Her brother straightened his back from putting more logs on the fire and looked at Allday gravely.
"Soon, you reckon?"
Allday nodded. "He’ll be off to London first. I should be with him-"
"Not this time, John. You’ve Unis now. I was lucky-I lost a leg for King an’ Country, though I didn’t think so at the time. A cannon don’t care. So make the most of what you have."
Allday picked up his unlit pipe and smiled as his new wife entered with a tankard of rum.
He said, "You knows what a man needs, my love!"
She wagged her finger and chuckled. "You’re a bad lad, John Allday!"
Across the parlour her brother relaxed, and Allday was glad.
But how could he really understand? He had only been a soldier, so why should he?
Lady Catherine Somervell paused at the turn of the stairway and pulled her gown more tightly about her body. After the warmth of the great four-poster bed and the fire in the room, the air was cold around her bare feet and ankles.
She had gone to bed earlier than usual to give Richard the opportunity to speak with his nephew alone. Later they had come upstairs together, and she thought she had heard Adam stagger when he reached the door of his room.

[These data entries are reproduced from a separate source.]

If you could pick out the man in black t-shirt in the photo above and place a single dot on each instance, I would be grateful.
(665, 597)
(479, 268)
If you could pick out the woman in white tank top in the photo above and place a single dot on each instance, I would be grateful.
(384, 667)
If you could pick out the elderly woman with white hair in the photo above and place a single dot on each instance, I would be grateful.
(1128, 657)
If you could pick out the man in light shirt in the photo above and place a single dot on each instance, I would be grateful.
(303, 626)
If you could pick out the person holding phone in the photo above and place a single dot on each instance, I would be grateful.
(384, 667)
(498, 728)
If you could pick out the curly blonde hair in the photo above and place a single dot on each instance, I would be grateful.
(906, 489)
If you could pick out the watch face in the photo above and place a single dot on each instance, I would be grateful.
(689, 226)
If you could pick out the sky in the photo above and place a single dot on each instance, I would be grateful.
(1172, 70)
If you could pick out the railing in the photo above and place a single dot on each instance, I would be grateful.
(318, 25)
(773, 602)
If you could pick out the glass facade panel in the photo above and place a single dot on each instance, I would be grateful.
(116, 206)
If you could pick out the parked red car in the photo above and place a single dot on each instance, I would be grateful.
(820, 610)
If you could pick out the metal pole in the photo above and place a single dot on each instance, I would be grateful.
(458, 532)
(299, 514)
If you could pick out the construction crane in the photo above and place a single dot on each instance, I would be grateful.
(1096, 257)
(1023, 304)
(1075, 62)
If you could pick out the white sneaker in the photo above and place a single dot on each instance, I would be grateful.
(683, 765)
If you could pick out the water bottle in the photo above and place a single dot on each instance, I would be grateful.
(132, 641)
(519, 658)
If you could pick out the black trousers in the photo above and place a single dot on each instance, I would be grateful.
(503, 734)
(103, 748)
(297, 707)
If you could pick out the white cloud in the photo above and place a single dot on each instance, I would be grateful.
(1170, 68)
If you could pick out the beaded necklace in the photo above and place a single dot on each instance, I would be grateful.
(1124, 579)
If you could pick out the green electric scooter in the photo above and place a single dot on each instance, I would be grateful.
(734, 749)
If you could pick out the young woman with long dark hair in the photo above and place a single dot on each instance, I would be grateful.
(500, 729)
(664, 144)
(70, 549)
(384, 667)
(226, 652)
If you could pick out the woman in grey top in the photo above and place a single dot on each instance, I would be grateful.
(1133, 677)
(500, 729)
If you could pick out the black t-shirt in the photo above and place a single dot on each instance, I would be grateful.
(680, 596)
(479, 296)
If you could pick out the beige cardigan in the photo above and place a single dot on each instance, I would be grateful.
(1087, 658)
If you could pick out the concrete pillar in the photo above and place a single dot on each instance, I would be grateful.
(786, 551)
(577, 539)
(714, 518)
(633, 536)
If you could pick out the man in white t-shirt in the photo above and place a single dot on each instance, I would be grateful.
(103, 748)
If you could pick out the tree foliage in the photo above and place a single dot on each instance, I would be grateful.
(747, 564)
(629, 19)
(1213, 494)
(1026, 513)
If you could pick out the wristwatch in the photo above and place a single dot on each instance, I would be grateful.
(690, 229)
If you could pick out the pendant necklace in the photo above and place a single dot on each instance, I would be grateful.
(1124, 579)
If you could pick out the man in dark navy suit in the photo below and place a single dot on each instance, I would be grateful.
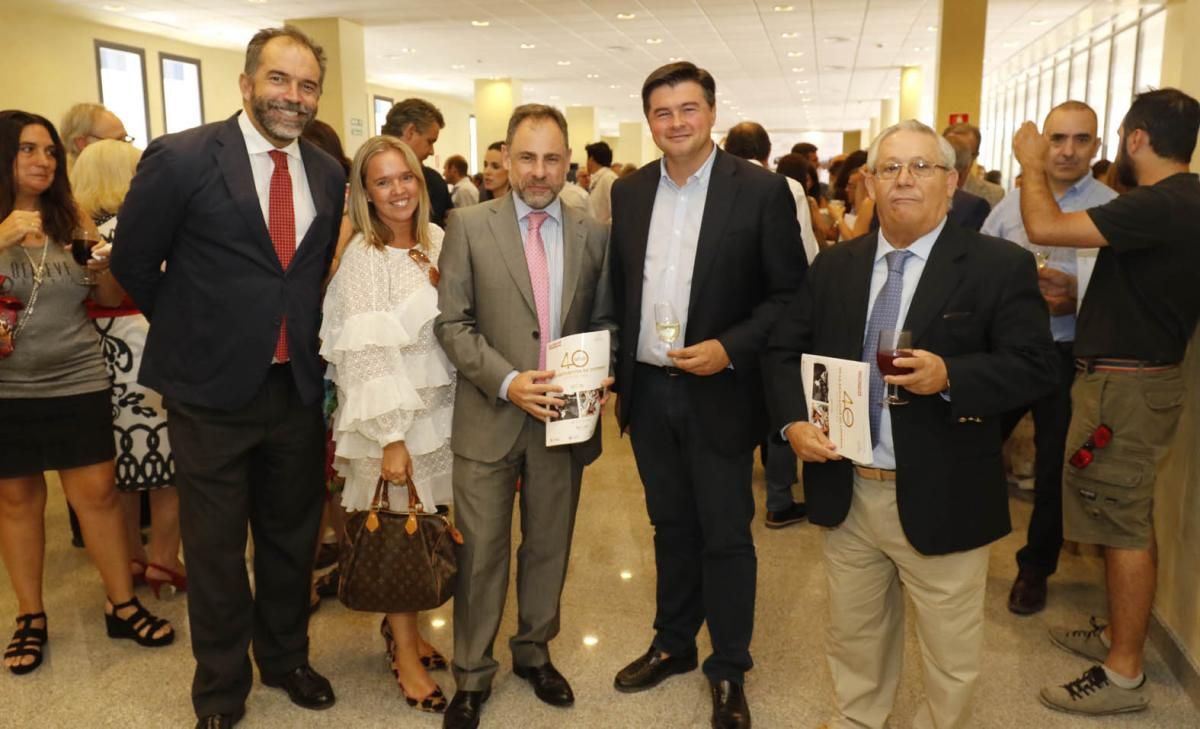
(226, 236)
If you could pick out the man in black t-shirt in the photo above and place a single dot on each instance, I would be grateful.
(1140, 311)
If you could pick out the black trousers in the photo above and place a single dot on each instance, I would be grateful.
(263, 465)
(1051, 417)
(701, 506)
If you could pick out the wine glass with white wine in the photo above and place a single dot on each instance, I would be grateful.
(666, 324)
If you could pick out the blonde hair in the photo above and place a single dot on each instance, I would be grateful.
(363, 215)
(102, 174)
(77, 124)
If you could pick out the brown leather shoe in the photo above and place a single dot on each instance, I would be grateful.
(1029, 594)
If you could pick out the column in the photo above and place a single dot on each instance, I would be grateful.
(495, 101)
(960, 44)
(343, 98)
(889, 113)
(910, 92)
(629, 145)
(581, 126)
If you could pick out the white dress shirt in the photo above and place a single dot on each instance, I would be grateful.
(671, 255)
(883, 456)
(263, 167)
(552, 239)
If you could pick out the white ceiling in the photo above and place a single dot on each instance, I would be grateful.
(820, 65)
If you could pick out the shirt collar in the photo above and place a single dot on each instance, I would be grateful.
(701, 175)
(922, 247)
(257, 144)
(555, 210)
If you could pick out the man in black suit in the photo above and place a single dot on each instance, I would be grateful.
(418, 124)
(244, 214)
(714, 240)
(966, 209)
(922, 511)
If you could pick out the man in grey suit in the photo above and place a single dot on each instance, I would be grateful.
(516, 272)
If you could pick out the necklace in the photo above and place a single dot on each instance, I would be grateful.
(39, 276)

Throughout the evening meal he had been strained and unusually subdued. They had talked of his homeward journey, and of Anemone, docked to replace some of the copper damaged when she had been hulled by crossfire from Baratte’s privateers. Adam had looked up from his plate and for those few seconds she had seen the familiar animation, the pride in his Anemone.
"She took a beating, but by God, beneath the copper her timbers are as sound as a bell!"
He had mentioned that the brig Larne was also in Plymouth. She had brought despatches from Good Hope, but she was to remain in Plymouth to undergo an overhaul to spars and rigging. It was hardly surprising. Larne had been continuously at sea for nearly four years, in everything from blazing heat to screaming gales.